D-PLACE / dplace2

clld app serving the D-PLACE database
Apache License 2.0
7 stars 2 forks source link

Tweaks to map views and 'two-variable' map views #12

Open kirbykat opened 4 years ago

kirbykat commented 4 years ago

Hi, just digging into reviews on a paper and wanted to explore some of the reviewer questions by quickly visualising combinations of variables on the D-PLACE site. As I did this I came up with a few tweaks that I think would improve the map view, which overall, is great - especially the ability to visualise two variables at once!

[To reproduce the search I did, got to the home page -> variables - > EA060. This produces a map view. Then add EA033 to the visualisation.]

  1. Is there a way to select colours for display (even when only examining a single variable) such that the contrast among them is maximized? E.g., could we use a pre-selected colour palette for variables with 2,3,4 etc. codes, with colours assigned so that the codes that are maximally distinguishable/differentiable when displayed on a map? Color brewer (https://colorbrewer2.org/#type=sequential&scheme=BuGn&n=3) is a classic source for this type of palette (and you can copy the RGB or other codes for selected palettes, with options for both ordinal and categorical variables), but I’m sure there are other plug-and-play packages we might easily integrate here?

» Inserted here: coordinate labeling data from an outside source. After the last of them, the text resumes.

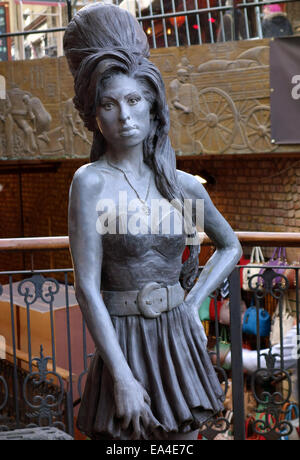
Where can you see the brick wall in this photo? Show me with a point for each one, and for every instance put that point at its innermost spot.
(252, 194)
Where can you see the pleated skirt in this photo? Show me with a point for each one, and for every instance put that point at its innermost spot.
(167, 356)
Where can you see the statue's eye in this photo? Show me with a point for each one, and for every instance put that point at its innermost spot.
(108, 105)
(134, 100)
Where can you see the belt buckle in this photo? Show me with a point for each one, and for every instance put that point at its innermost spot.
(144, 303)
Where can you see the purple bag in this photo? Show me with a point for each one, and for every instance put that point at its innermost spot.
(279, 260)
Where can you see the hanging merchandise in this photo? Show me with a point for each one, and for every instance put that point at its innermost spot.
(279, 262)
(224, 317)
(290, 274)
(256, 259)
(228, 434)
(243, 261)
(251, 435)
(250, 321)
(287, 320)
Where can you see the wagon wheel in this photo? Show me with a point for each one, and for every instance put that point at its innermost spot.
(217, 121)
(258, 130)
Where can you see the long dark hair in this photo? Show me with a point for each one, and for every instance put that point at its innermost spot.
(103, 39)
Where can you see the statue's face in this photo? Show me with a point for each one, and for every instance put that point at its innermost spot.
(123, 115)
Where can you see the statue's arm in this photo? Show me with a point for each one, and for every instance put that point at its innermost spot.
(228, 249)
(86, 251)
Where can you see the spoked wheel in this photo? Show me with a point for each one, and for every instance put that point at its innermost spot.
(258, 130)
(217, 121)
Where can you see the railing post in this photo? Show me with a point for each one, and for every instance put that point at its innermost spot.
(236, 356)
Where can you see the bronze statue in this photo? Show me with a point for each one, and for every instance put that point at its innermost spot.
(151, 376)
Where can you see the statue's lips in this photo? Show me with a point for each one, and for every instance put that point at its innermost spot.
(128, 131)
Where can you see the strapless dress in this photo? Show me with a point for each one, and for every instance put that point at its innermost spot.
(166, 355)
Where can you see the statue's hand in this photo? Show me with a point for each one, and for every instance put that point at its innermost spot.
(133, 405)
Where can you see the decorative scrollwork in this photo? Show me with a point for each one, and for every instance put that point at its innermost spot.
(38, 287)
(269, 422)
(45, 408)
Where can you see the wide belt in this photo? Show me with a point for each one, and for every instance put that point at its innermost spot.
(150, 301)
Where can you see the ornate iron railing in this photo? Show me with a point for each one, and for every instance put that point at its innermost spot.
(36, 388)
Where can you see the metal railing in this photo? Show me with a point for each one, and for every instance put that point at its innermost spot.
(175, 23)
(43, 368)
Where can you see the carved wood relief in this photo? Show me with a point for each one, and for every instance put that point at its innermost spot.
(218, 97)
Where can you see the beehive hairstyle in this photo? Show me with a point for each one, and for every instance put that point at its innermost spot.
(102, 40)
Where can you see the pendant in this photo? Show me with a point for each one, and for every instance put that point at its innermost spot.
(146, 209)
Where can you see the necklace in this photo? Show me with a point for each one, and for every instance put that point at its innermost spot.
(145, 207)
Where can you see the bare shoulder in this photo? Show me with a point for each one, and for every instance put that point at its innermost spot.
(191, 187)
(89, 178)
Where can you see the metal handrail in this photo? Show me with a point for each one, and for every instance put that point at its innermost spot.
(288, 239)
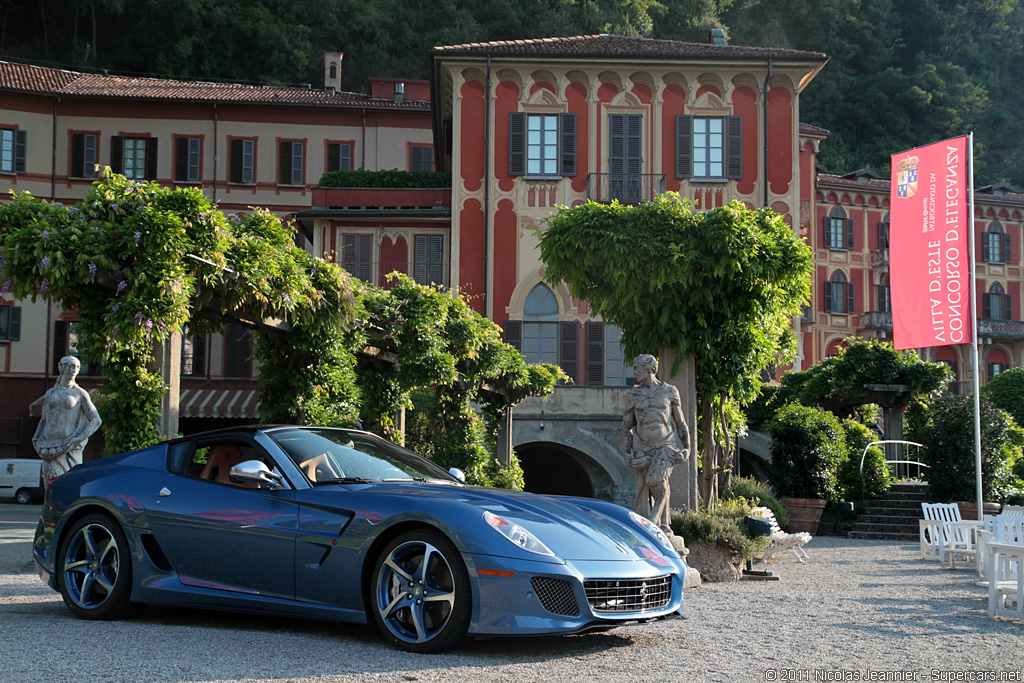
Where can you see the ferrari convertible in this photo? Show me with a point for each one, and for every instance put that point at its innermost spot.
(341, 524)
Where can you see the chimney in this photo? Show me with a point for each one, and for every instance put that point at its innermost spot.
(332, 72)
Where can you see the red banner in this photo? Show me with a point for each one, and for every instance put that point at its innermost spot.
(929, 262)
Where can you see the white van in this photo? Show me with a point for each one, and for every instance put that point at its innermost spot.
(22, 479)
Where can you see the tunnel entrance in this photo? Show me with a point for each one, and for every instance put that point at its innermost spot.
(549, 468)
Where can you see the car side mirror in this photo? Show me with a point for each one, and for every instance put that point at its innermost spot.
(254, 471)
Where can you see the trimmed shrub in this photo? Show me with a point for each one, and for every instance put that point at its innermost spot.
(807, 447)
(759, 494)
(877, 479)
(949, 449)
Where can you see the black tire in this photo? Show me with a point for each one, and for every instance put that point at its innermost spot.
(94, 569)
(420, 595)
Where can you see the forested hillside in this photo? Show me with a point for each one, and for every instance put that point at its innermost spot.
(902, 72)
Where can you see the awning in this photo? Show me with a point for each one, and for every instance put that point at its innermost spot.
(218, 403)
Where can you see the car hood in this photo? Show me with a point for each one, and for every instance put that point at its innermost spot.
(569, 526)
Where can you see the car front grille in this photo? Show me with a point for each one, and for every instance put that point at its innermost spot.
(628, 595)
(556, 596)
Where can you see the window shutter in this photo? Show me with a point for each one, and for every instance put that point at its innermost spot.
(238, 147)
(181, 159)
(517, 143)
(151, 158)
(684, 145)
(734, 146)
(59, 343)
(594, 333)
(118, 154)
(568, 350)
(334, 157)
(20, 138)
(513, 334)
(567, 151)
(78, 156)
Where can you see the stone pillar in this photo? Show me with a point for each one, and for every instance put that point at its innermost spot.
(168, 361)
(683, 484)
(504, 445)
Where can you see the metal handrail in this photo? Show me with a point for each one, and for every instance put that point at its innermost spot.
(889, 462)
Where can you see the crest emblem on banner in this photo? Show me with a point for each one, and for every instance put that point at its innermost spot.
(906, 178)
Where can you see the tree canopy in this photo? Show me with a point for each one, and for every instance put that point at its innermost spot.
(900, 74)
(722, 286)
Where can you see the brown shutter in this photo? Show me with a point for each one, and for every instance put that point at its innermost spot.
(512, 333)
(684, 145)
(567, 151)
(734, 146)
(118, 154)
(151, 158)
(517, 143)
(594, 332)
(568, 348)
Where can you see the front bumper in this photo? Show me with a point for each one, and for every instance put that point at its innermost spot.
(542, 597)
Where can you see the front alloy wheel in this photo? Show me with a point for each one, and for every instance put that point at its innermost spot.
(94, 569)
(420, 593)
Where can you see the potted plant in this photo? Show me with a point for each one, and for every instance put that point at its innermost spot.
(949, 453)
(808, 445)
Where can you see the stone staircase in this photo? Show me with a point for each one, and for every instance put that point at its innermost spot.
(895, 516)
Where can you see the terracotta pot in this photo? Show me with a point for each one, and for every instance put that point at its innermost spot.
(805, 513)
(969, 509)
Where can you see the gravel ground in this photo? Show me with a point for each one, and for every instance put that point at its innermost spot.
(856, 610)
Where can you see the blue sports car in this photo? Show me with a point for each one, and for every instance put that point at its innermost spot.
(341, 524)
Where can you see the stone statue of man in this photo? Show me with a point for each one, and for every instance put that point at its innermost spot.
(69, 420)
(654, 438)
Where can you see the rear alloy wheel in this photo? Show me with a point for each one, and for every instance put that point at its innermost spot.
(94, 569)
(420, 593)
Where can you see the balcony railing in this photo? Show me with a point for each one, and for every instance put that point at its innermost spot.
(627, 187)
(877, 319)
(1000, 329)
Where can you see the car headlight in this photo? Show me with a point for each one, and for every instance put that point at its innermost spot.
(517, 535)
(652, 528)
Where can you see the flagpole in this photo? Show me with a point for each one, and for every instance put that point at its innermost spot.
(974, 323)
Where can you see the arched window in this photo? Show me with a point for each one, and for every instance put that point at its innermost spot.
(540, 326)
(996, 304)
(839, 294)
(995, 244)
(838, 229)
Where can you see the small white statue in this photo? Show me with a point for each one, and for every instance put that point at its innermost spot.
(70, 419)
(654, 438)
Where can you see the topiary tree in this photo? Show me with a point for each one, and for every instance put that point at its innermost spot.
(1006, 390)
(807, 446)
(949, 449)
(721, 286)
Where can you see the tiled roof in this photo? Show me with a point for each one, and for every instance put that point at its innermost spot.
(44, 81)
(608, 45)
(883, 186)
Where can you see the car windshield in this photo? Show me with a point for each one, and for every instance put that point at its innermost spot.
(333, 456)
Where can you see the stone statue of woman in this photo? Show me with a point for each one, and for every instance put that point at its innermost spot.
(654, 438)
(69, 420)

  2. When two variables are selected, is there a way to extend the previous palette so that the same colours aren’t selected for both variables, as happened here? One thing that could help for cases where there are large numbers of codes would be to first rank codes by the number of societies with each code, and to prioritise the most distinguisable colours for the most common codes.

  3. Could the drop-down map legends be tweaked so that both can be viewed at once? Currently, if one is selected, the other collapses.

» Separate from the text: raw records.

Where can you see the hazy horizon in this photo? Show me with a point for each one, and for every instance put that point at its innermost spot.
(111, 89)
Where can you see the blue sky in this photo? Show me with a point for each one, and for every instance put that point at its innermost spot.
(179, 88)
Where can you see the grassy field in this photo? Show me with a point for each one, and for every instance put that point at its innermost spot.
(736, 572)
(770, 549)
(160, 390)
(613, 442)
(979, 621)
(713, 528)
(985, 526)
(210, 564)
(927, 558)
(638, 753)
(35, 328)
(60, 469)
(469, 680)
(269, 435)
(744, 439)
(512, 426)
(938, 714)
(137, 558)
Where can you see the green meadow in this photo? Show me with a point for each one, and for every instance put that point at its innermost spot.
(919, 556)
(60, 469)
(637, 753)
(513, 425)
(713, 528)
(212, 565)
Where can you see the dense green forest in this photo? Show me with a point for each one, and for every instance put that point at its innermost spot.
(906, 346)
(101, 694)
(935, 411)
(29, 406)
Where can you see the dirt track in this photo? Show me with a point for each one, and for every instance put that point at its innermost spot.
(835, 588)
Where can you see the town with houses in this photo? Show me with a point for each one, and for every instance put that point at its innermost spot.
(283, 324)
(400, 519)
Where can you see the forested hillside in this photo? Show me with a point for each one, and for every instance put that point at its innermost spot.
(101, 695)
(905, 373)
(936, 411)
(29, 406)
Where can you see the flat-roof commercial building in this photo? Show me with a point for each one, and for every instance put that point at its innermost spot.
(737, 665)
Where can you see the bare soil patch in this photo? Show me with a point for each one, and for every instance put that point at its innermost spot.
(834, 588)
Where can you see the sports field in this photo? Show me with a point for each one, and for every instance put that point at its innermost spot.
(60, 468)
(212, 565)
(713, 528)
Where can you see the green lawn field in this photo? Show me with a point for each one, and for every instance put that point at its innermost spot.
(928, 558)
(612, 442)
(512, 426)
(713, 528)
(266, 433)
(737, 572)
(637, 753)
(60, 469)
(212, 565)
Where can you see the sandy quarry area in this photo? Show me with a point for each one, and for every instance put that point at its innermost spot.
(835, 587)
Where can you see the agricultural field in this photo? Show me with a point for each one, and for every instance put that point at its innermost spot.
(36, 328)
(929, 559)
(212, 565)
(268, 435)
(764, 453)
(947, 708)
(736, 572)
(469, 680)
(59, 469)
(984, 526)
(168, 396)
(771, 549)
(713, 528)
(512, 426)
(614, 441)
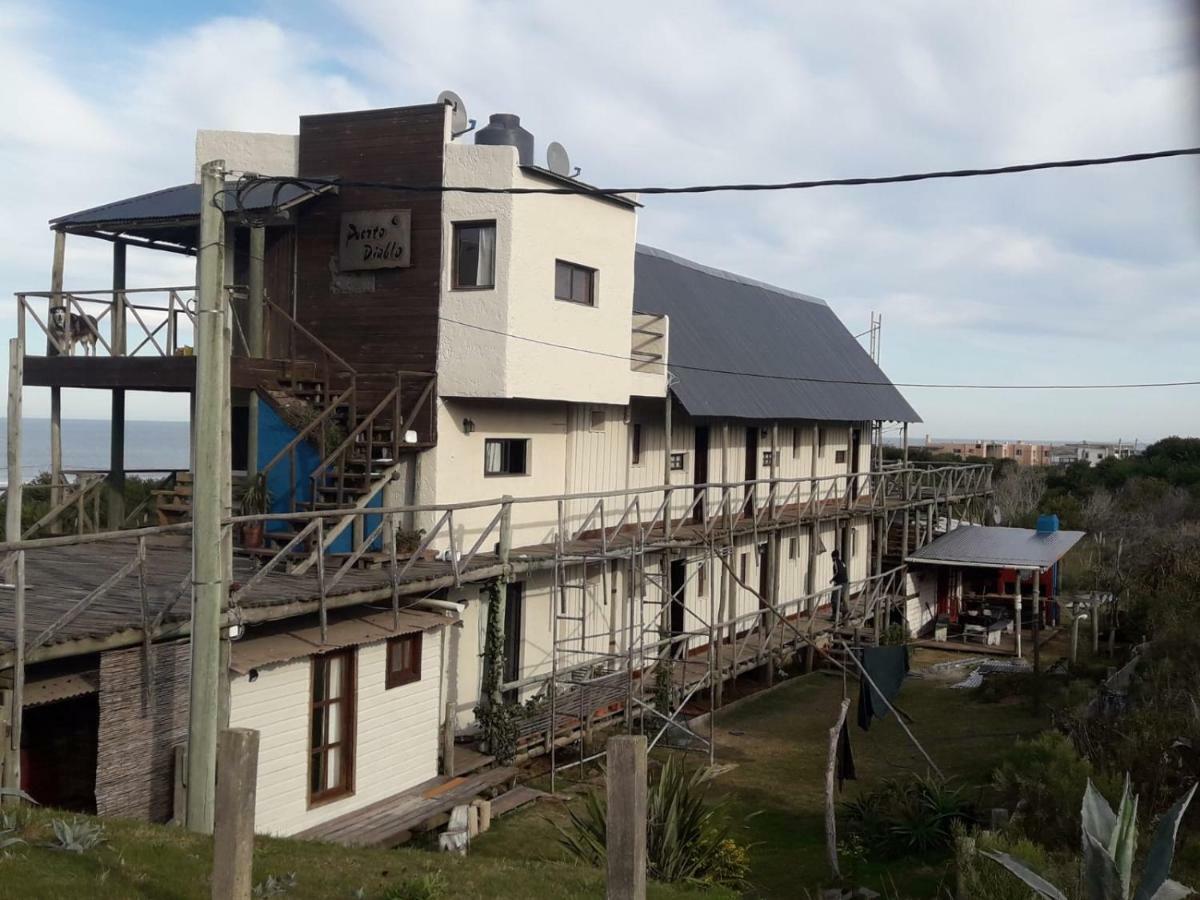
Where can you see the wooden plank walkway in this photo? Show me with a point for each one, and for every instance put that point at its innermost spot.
(393, 820)
(59, 577)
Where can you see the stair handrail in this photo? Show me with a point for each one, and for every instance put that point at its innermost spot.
(73, 495)
(166, 483)
(330, 408)
(367, 421)
(271, 306)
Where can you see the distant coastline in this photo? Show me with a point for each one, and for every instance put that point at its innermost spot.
(156, 445)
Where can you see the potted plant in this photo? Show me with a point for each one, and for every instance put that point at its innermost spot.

  4. Advanced wish: could a summary matrix appear, showing the number of cases with each code (e.g., number of societies with “Junior Age” and “Acephalous”; “Junior Age and One level”; etc. to “Activity absent” and “Four levels”) - See example pasted into screenshot.

Screenshots-DPLACE

kirbykat commented 4 years ago

One additional suggestion as I think about it:

  1. Could the preliminary marker size be reduced slightly, especially for the two-variable map?
xrotwang commented 4 years ago

Regarding the color palette: We do use colors that are said to be maximally distinguishable, see the references in this chunk of code: https://github.com/clld/clldutils/blob/92ab4cab4f9a39e0d6f20f09ef75e0ea4a11d025/src/clldutils/color.py#L58

So any alternative would require a bit of theory behind it - rather than just personal preference.

Using different palettes when displaying multiple variables seems like a good idea - but would require quite a bit of work to be generic enough (e.g. to specify all the subcases (categorical, ordinal, ...) for up to 5 variables).

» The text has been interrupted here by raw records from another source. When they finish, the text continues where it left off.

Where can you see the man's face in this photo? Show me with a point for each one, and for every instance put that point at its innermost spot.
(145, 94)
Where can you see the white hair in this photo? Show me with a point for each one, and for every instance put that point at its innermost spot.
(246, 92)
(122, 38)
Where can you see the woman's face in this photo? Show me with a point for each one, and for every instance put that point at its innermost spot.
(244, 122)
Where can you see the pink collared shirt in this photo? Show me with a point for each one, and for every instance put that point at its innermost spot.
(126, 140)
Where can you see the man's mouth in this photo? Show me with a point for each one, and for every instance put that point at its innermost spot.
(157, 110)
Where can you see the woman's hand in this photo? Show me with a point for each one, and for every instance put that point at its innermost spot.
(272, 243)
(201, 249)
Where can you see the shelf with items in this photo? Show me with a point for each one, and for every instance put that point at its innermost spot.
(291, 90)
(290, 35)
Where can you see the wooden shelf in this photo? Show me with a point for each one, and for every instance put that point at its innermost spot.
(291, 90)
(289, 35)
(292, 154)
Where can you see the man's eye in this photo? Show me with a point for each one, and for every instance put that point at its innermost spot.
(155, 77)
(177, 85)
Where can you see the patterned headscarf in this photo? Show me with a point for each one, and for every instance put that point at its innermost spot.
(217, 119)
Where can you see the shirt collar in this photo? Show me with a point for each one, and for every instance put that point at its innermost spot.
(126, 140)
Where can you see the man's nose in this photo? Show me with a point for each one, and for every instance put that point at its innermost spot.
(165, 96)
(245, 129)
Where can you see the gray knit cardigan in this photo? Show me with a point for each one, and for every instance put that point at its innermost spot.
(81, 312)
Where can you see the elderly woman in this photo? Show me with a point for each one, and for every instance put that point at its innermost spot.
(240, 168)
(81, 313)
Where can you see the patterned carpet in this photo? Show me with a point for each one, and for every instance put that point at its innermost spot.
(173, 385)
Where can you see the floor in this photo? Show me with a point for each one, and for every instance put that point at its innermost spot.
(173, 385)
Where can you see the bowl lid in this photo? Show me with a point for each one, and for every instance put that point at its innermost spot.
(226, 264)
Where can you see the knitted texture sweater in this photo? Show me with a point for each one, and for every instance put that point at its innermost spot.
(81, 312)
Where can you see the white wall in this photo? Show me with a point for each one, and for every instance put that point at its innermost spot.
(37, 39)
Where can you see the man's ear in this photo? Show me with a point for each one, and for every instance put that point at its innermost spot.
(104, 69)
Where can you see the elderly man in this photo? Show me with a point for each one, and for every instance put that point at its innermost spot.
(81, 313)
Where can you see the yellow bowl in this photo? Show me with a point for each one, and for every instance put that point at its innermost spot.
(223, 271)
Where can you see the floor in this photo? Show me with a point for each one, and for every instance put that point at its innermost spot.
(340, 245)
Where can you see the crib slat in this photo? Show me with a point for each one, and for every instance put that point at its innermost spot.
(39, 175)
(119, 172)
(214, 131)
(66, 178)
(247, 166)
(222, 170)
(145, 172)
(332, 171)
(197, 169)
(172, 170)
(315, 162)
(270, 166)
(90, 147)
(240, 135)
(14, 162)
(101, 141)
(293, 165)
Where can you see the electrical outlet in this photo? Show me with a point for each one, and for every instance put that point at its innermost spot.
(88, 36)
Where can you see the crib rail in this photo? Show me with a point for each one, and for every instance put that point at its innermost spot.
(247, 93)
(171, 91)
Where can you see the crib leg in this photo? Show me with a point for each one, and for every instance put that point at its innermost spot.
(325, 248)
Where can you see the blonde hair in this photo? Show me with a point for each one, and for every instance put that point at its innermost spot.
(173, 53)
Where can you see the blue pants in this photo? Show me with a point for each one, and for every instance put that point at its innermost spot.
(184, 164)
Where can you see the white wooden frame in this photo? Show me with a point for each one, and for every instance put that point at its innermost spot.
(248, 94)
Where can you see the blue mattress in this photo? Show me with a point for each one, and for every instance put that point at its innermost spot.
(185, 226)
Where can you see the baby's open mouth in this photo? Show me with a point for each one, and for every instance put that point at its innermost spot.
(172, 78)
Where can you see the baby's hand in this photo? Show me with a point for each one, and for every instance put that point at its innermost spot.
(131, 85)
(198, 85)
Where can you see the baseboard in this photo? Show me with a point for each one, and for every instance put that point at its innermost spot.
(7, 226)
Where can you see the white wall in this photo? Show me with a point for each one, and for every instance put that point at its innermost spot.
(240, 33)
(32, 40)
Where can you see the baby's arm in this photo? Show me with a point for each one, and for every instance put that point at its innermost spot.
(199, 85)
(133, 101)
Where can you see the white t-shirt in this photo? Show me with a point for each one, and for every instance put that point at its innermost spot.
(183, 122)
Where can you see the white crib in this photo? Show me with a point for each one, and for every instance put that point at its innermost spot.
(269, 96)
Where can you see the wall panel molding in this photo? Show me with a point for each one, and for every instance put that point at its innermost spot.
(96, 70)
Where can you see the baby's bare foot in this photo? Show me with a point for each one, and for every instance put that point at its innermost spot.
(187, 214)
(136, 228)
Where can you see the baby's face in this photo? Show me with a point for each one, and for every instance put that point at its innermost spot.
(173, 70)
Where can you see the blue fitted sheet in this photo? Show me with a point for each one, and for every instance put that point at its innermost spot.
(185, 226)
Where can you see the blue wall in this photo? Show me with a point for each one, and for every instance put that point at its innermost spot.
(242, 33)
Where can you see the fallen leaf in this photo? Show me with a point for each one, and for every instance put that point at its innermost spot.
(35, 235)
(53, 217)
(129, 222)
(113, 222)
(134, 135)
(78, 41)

kirbykat commented 4 years ago

Thanks @xrotwang.

Here is my suggestion - I'm sure there is a more technically correct method (from a colour perspective) to do this, but I think the simplest implementation of what I suggest below would not be too hard to do, and would avoid the orange-next-to-light orange combination that Ied me to post this issue. Please let me know what you think...

For categorical variables:

Step 1. Rank codes in terms of the number of societies in the sample receiving the code. See invented example in screenshot below.

Step 2. Assign a colour to each code based on the order the colour is added to the pyramid in Fig. 20 at: https://personal.sron.nl/~pault/*, starting with the highest-frequency code. The reason for adding Step 1, and selecting colours in the order they are added to the pyramid, is to avoid the situation in the example I sent, where the two most common codes in EA060 were assigned the colours orange and light orange.

image

*I chose the palette in Fig. 20 because it contains up to 23 colours and because one of the author’s colour schemes is already implemented in D-PLACE (I followed a link in section of code you sent a link to – see line 90). The author claims the pyramid’s colours were selected to be “distinct, reasonably colour-blind safe and print-friendly”. However, it might make sense to use a different, fully-colour-blind safe palette for variables with <11 categories? [EDIT: See my next two comments below, in which I test out pyramid on colour blind simulator. Based on that I would say that IF a new palette is going to be implemented, it makes sense to just use this versatile pyramid]. If we use a certified colour blind-friendly palette, I still think it is worth using a ranking system to assign colours, so that the most commonly represented codes are most distinguishable. On the same site, just below Fig. 6, the author suggests an order in which colours should be assigned if they have to picked in a fixed sequence (he says they can be picked randomly, but I do not agree, as a normal-vision person, that red and magenta are "as distinguishable" as, say, red and blue...).

image

**Open question: would it be possible to give users the option to toggle something and display/hide societies coded as "NA" on the map? This would be especially helpful when viewing two variables at once (as some societies coded as "NA" for one variable would likely have a code for the other), but would also be more generally useful in terms of reminding users of the global sample for a given dataset. If this could be added without too much trouble, I think it would make sense to use a consistent colour for NA, like the grey at the end of Fig. 16 on the above page (RGB: 136, 136, 136). If creating this new feature would create more problems than it would solve, it can of course be ignored...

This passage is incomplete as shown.